Stadium 1 disebut juga stadium eksudatif
atau stadium akut, yang terjadi pada hari-hari pertama saat efusi. Inflamasi
pleura menyebabkan peningkatan permeabilitas dan terjadi penimbunan cairan
pleura namun masih sedikit. Cairan yang dihasilkan mengandung elemen seluler
yang kebanyakan terdiri atas neutrofil. Stadium ini terjadi selama 24 – 72 jam
dan kemudian berkembang menjadi stadium fibropurulen. Cairan pleura mengalir
bebas dan dikarakterisasi dengan jumlah darah putih yang rendah dan enzim
laktat dehidrogenase (LDH) yang rendah serta glukosa dan pH yang normal,
drainase yang dilakukan sedini mungkin dapat mempercepat perbaikan.
2.
Stadium 2 disebut juga dengan stadium
fibropurulen atau stadium transisional yang dikarakterisasi dengan inflamasi
pleura yang meluas dan bertambahnya kekentalan dan kekeruhan cairan. Cairan
dapat berisi banyak leukosit polimorfonuklear, bakteri dan debris seluler.

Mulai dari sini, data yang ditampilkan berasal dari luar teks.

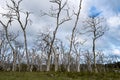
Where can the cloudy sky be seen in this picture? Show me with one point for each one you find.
(109, 9)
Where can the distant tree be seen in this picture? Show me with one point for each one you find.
(73, 33)
(9, 37)
(56, 13)
(16, 14)
(95, 26)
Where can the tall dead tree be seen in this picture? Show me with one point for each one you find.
(95, 26)
(9, 37)
(23, 22)
(56, 12)
(73, 33)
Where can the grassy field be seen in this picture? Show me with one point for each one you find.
(57, 76)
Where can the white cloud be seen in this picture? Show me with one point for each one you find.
(116, 51)
(114, 21)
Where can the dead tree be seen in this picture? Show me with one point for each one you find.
(73, 33)
(16, 14)
(56, 13)
(9, 37)
(95, 26)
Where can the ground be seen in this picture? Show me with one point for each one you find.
(58, 76)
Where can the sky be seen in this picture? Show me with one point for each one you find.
(109, 9)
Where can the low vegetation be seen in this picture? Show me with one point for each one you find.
(58, 76)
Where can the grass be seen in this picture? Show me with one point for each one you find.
(58, 76)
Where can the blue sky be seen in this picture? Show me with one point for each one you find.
(109, 9)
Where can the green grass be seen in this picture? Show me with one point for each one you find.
(58, 76)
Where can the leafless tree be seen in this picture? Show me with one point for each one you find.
(73, 34)
(95, 26)
(56, 13)
(9, 37)
(16, 15)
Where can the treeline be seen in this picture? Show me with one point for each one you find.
(49, 52)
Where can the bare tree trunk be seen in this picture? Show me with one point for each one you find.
(72, 36)
(26, 50)
(95, 67)
(48, 62)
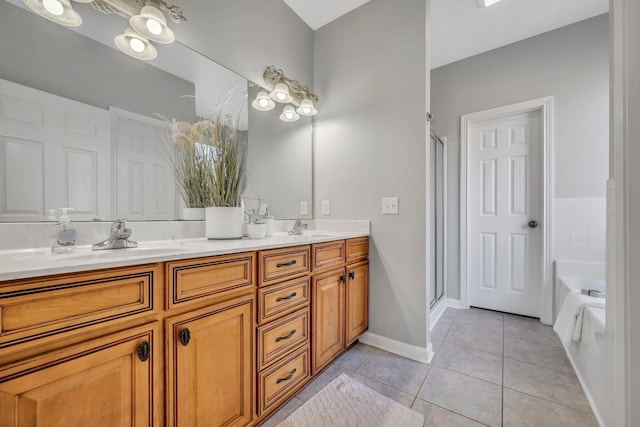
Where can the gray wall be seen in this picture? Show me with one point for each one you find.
(247, 35)
(48, 57)
(570, 64)
(370, 69)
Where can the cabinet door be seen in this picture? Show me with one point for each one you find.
(328, 317)
(210, 363)
(111, 381)
(357, 301)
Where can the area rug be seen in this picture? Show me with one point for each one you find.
(344, 402)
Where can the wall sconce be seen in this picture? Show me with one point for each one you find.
(146, 24)
(285, 91)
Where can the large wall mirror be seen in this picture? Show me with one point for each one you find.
(83, 125)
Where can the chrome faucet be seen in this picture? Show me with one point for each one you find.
(298, 227)
(118, 238)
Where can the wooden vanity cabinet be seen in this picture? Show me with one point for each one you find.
(109, 381)
(340, 301)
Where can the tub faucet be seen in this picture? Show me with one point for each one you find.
(118, 238)
(298, 227)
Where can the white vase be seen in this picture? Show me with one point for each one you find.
(193, 214)
(224, 223)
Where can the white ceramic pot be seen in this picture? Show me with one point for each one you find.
(193, 214)
(224, 223)
(256, 230)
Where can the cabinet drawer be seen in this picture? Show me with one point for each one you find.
(37, 308)
(208, 278)
(357, 248)
(327, 254)
(284, 298)
(280, 382)
(281, 336)
(278, 264)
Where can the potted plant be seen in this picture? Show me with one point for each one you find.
(210, 162)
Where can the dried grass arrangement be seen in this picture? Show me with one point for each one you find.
(210, 158)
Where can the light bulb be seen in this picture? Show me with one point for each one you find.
(154, 26)
(54, 7)
(136, 45)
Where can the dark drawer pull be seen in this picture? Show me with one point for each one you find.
(144, 351)
(286, 337)
(286, 298)
(286, 264)
(288, 377)
(185, 336)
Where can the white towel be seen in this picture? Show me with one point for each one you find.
(569, 322)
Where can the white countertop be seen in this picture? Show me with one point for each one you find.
(26, 263)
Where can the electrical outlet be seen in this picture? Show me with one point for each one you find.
(326, 207)
(390, 206)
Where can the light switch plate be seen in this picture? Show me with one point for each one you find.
(390, 206)
(326, 207)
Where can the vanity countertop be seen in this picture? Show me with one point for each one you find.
(26, 263)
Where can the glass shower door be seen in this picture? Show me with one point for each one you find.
(437, 220)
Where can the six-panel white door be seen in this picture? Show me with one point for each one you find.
(504, 196)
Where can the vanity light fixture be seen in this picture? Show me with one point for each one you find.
(146, 19)
(135, 45)
(58, 11)
(289, 114)
(306, 108)
(281, 94)
(286, 91)
(487, 3)
(152, 24)
(263, 102)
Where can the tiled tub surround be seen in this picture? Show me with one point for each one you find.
(490, 369)
(579, 228)
(158, 241)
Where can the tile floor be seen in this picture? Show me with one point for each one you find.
(490, 369)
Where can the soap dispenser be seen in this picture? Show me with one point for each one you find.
(63, 239)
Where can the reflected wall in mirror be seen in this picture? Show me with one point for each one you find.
(83, 125)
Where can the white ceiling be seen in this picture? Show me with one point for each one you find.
(317, 13)
(460, 28)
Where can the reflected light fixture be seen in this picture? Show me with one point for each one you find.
(58, 11)
(135, 45)
(281, 94)
(289, 114)
(263, 102)
(306, 108)
(487, 3)
(152, 24)
(147, 20)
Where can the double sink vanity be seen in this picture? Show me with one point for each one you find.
(184, 332)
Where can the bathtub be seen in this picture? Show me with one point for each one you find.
(589, 355)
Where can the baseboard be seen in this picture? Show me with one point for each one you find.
(583, 383)
(439, 309)
(419, 354)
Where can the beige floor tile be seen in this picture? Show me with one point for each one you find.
(475, 363)
(395, 371)
(522, 410)
(437, 416)
(476, 340)
(399, 396)
(549, 384)
(283, 412)
(548, 356)
(465, 395)
(328, 375)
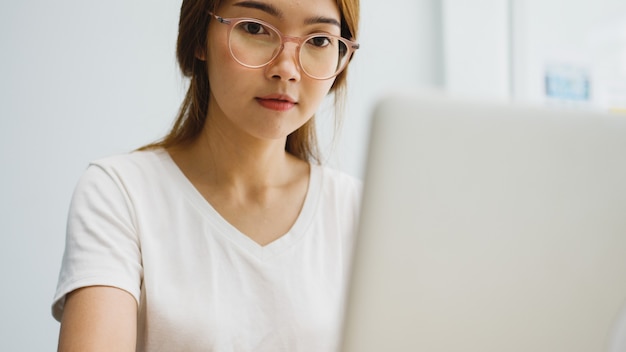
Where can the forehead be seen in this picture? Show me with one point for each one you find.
(286, 9)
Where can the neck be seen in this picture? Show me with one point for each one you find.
(240, 162)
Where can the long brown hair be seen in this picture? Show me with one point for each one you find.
(192, 38)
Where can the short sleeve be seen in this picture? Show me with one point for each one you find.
(102, 246)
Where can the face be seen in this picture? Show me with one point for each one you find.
(267, 103)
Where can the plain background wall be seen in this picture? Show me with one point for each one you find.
(82, 79)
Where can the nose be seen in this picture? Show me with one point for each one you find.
(285, 66)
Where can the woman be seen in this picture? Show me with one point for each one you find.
(226, 235)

Akumulasi protein dan fibrin disertai pembentukan membran fibrin, yang
membentuk bagian atau lokulasi dalam ruang pleura. Saat stadium ini berlanjut,
pH cairan pleura dan glukosa menjadi rendah sedangkan LDH meningkat. Stadium
ini berakhir setelah 7 – 10 hari dan sering membutuhkan penanganan yang lanjut
seperti torakostomi dan pemasangan tube.
3.
Stadium 3 disebut juga stadium
organisasi (kronik). Terjadi pembentukan kulit fibrinosa pada membran pleura,
membentuk jaringan yang mencegah ekspansi pleura dan membentuk lokulasi intrapleura
yang menghalangi jalannya tuba torakostomi untuk drainase. Kulit pleura yang
kental terbentuk dari resorpsi cairan dan merupakan hasil dari proliferasi
fibroblast. Parenkim paru menjadi terperangkap dan terjadi pembentukan
fibrotoraks. Stadium ini biasanya terjadi selama 2 – 4 minggu setelah gejala
awal.
2.5 Patofisiologi
Mekanisme
penyebaran infeksi sehingga mencapai rongga pleura
1.
Infeksi paru, infeksi paru seperti
pneumonia dapat menyebar secara langsung ke pleura, penyebaran melalui sistem limfatik
atau penyebaran secara hematogen. Penyebaran juga bisa terjadi akibat adanya
nekrosis jaringan akibat pneumonia atau adanya abses yang ruftur ke rongga
pleura.
2.
Mediastinum, kuman - kuman dapat masuk
ke rongga pleura melalui tracheal fistula, esofageal fistula, adanya abses di
kelenjar mediastinum
3.
Subdiafragma, adanya proses di
peritoneal atau di visceral dapat juga menyebar ke rongga pleura
4.
Inokulasi langsung, inokulasi langsung
dapat terjadi akibat trauma, iatrogenik, pasca operasi. Pasca operasi dapat
terjadi infeksi dari hemotorak.
2.6 Pemeriksaan
Diagnostik
1. Rontgen dada
Foto thoraks PA dan lateral didapatkan gambaran opacity yang menunjukkan
adanya cairan dengan atau tanpa kelainan paru. Bila terjadi fibrothoraks,
trakea di mediastinum tertarik ke sisi yang sakit dan juga tampak adanya
penebalan.
2.
Pemeriksaan ultrasonografi (USG)
§ Pemeriksaan
dapat menunjukkan adanya septa atau sekat pada suatu empiema yang terlokalisir.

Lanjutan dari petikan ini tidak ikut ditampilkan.